The project led by Yuan Longping, known as China’s “Father of Hybrid Rice,” passed examination and evaluation by a panel from the Chinese Academy of Agricultural Sciences and the Ministry of Agriculture on Friday.
Trial plantation of the new breed, low-cadmium Indica rice, was arranged in a township in Xiangtan County, central China’s Hunan Province, in soil with 1.5 mg/kg of cadmium.

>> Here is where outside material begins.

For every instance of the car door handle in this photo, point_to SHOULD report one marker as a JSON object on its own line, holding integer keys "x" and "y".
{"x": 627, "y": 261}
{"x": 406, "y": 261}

Sampling showed the cadmium in two samples at 0.06 mg/kg and 0.07 mg/kg, much lower than the national standard of 0.2 mg/kg.
Zhao Bingran, with Hunan provincial hybrid rice research center, said the low-cadmium rice was developed by genome editing and hybridization, without any exogenous gene.
Rice gene that absorbs cadmium is subtracted to get the new breed, said Yuan.
“The technology, a major breakthrough, costs low,” he said.
Bai Lianyang, Party chief of Hunan provincial academy of agricultural sciences, said the new development would probably put an end to rice contaminated with cadmium.
In 2013, rice produced in Hunan Province was found to contain excessive levels of cadmium, a carcinogenic industrial chemical, which was largely believed to be caused by water and soil pollution.